Mais ne pourrait-on pas y réduire au moins le Droit? [..]
L’élément Échange du phénomène économique est par contre en connexion étroite avec le phénomène juridique. Dans l’immense majorité des cas, les règles de droit du Droit moderne ont en vue des échanges de nature économique [..]
D’autre part tout échange a pour base le principe d’équivalence. Or nous verrons que l’équivalence constitue le deuxième type fondamental de l’idée de Justice (le premier étant celui de l’égalité). Et nous verrons que ce deuxième type peut être appelé "servile " ou "bourgeois", par opposition au premier, qui est essentiellement "aristocratique", étant à l’origine de la Justice du Maître. Le Bourgeois (avatar de l’Esclave), qui est avant tout un Commerçant (par opposition à l’Esclave proprement dit, qui est surtout Travailleur ou producteur), est naturellement enclin à adopter l’idéal d’une Justice d’équivalence et de le faire triompher partout où c’est possible. C’est pourquoi il aura généralement parlant une idéologie " juridique" : il considérera toute l’existence humaine du point de vue du Droit, ce Droit étant bien entendu fondé sur l’idée de la Justice d’équivalence, et non sur celle de la Justice d’égalité. Le Bourgeois-commerçant ne veut pas être l’égal, même économiquement parlant de son "client", ni même de son "concurrent ". Et s’il le veut, ce n’est pas en sa qualité d’homo oeconomicus, de commerçant. En tant que commerçant il lui suffit que le profit du "client" soit équivalent au sien, et que le "concurrent" soit placé dans des conditions équivalentes aux siennes. Par contre, toute infraction au principe d’équivalence sera considérée comme une "injustice". 197/198
Si le Juge se range automatiquement du côté du plus payant, il n’est plus Juge, mais partie, et toute la situation n’a plus rien de juridique. Le Juge doit donc être "désintéressé" au sens courant du mot. Mais s’il l’est, c’est que son jugement n’est plus une fonction de son intérêt économique, ce n’est plus en homo oeconomicus qu’il juge. Nous pouvons donc dire qu’il juge en homo juridicus [..]
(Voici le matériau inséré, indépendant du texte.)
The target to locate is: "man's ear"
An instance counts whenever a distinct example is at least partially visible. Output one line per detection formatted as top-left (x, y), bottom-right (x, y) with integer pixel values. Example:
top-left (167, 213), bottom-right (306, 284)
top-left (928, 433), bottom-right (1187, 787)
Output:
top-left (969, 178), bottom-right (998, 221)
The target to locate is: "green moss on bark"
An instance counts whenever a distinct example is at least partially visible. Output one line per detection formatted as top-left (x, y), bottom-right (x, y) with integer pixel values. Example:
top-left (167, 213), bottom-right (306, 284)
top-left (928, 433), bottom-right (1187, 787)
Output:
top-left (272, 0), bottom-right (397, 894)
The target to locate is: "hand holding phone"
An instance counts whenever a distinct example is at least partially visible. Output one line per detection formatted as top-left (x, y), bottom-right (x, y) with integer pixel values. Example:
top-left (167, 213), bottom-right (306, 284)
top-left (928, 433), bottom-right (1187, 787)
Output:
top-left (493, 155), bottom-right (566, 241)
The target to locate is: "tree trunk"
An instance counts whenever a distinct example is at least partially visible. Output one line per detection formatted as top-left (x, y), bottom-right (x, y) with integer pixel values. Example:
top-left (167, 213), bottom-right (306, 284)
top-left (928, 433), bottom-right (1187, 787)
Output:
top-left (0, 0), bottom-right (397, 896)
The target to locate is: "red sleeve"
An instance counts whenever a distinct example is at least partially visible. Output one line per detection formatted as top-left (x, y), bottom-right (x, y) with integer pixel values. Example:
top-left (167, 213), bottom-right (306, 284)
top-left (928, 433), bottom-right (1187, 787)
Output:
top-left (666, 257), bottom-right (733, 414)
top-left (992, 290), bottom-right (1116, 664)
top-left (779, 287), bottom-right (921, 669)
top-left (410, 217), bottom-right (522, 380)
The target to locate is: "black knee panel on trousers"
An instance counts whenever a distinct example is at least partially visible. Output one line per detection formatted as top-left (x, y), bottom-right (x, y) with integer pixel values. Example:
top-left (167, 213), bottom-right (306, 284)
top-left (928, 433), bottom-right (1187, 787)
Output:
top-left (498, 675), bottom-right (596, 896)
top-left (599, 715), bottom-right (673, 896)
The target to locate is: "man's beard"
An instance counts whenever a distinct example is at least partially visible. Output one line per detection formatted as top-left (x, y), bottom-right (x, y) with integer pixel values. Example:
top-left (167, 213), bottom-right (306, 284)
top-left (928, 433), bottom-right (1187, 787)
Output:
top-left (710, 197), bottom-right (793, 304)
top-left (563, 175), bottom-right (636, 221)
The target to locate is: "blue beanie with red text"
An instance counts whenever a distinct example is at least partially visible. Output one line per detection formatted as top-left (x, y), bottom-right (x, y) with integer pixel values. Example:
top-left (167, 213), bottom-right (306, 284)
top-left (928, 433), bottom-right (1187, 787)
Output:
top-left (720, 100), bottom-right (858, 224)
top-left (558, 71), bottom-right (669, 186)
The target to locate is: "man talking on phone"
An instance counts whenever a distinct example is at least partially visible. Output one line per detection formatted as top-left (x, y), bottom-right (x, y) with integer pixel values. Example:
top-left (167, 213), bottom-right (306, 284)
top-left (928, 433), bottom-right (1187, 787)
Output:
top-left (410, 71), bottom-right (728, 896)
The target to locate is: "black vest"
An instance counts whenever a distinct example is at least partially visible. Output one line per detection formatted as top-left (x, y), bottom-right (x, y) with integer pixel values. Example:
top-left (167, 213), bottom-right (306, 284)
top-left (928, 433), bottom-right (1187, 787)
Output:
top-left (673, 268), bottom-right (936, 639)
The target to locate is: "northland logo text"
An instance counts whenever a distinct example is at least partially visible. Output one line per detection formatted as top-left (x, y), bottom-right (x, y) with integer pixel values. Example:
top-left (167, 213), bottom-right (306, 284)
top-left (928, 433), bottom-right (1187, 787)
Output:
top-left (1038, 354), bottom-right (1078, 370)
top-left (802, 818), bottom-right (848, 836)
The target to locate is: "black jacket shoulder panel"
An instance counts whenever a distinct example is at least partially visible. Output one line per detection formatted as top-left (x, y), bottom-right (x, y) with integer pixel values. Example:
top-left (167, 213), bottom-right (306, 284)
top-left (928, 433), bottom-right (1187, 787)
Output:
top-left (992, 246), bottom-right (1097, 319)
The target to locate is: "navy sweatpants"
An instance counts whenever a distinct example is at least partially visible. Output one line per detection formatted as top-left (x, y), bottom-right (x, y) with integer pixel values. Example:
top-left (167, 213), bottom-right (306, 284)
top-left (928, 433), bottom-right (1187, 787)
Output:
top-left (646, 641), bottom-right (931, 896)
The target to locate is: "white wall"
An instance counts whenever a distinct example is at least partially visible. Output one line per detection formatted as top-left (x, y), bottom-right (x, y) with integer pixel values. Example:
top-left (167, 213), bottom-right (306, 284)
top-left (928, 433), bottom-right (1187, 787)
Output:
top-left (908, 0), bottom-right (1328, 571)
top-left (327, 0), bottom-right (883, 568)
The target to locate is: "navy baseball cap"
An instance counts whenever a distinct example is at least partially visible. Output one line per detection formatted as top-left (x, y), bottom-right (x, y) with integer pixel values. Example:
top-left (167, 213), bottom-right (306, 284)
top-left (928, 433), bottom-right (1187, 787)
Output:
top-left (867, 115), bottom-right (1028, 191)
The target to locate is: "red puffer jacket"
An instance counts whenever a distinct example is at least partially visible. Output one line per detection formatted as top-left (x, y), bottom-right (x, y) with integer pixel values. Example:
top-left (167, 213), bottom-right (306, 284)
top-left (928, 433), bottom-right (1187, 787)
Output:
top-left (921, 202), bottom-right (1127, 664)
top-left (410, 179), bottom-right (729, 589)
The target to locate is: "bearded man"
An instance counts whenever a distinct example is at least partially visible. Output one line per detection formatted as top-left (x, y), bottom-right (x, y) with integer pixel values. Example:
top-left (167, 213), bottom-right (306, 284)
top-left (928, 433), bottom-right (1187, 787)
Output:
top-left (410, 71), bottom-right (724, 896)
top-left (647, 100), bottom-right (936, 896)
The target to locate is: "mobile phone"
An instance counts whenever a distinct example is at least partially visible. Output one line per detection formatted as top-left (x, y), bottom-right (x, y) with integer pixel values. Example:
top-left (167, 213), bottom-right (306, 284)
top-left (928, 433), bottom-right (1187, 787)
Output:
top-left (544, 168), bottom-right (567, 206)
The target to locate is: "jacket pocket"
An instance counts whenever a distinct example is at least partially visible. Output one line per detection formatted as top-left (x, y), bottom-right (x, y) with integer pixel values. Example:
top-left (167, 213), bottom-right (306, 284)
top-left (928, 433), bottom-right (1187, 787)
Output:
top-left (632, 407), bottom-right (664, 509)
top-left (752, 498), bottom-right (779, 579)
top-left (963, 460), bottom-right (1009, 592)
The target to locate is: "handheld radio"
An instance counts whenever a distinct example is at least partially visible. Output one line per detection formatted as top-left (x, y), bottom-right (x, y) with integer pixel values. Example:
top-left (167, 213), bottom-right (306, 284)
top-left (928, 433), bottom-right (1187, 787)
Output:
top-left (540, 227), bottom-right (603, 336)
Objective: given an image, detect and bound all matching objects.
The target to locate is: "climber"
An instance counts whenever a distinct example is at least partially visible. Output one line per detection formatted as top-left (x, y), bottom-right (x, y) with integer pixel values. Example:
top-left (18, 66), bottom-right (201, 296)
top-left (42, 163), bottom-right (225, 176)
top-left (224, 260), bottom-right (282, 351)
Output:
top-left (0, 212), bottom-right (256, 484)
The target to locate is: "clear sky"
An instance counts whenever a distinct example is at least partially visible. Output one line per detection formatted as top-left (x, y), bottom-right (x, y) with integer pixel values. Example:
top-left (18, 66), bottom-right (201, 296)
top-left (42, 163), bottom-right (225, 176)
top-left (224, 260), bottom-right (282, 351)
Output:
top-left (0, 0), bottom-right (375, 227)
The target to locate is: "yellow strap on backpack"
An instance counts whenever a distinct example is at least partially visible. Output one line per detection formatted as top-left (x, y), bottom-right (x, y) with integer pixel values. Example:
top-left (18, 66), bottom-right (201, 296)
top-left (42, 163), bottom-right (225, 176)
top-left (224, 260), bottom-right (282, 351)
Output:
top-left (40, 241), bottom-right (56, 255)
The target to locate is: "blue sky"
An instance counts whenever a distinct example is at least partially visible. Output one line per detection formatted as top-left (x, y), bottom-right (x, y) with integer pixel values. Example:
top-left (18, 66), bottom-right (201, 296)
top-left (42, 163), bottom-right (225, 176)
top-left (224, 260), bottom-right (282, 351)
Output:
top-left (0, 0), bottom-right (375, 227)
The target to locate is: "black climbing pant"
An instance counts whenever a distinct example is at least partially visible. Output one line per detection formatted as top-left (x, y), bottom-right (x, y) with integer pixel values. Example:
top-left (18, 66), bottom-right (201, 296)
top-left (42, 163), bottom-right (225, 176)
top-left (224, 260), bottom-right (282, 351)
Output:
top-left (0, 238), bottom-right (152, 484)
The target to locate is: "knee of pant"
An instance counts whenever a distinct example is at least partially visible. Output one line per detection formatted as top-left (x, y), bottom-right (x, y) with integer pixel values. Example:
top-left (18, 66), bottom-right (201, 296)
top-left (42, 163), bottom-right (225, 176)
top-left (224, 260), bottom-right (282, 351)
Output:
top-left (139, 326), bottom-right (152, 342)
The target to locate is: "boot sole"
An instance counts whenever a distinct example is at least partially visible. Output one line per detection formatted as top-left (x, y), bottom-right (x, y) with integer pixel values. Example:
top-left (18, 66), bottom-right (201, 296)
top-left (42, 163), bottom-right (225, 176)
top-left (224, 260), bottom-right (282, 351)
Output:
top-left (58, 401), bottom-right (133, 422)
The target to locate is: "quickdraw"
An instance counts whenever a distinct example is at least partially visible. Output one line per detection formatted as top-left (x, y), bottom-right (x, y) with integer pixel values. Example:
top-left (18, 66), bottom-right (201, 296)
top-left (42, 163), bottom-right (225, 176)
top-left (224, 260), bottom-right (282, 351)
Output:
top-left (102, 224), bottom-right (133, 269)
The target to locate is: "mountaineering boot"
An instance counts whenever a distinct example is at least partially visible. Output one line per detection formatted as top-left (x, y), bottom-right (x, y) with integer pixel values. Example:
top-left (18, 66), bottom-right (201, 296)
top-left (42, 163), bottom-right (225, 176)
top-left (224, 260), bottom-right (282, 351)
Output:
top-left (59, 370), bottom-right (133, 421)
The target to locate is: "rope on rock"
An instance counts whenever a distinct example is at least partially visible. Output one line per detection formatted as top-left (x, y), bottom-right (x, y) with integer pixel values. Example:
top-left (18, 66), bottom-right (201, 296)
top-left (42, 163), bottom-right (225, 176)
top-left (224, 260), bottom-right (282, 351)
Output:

Dans une société "bourgeoise" (c’est-à-dire non aristocratique et non civique), où prédomine l’activité économique dans son aspect commercial (échange et non production), l’idée de Justice sera (plus ou moins) conforme au principe d’équivalence, et le Droit en vigueur y réalisera la Justice sous cette forme. 199
D ’une manière générale, dans la mesure où le Droit est déterminé par les interactions auxquelles il applique l’idée de Justice qui est à sa base, il sera largement déterminé par l’état économique, commercial notamment de la Société où il est en vigueur. Il n’est donc nullement vain de parler avec les marxistes d’une " justice de classe". Mais il ne faut pas oublier que le Droit est autre chose encore que les interactions économiques régies par le Droit. 200
Le Droit est plutôt la condition de l’économie : l’honnêteté n’a pas de prix car sans confiance mutuelle, garantie par le Droit, on ne peut commercer.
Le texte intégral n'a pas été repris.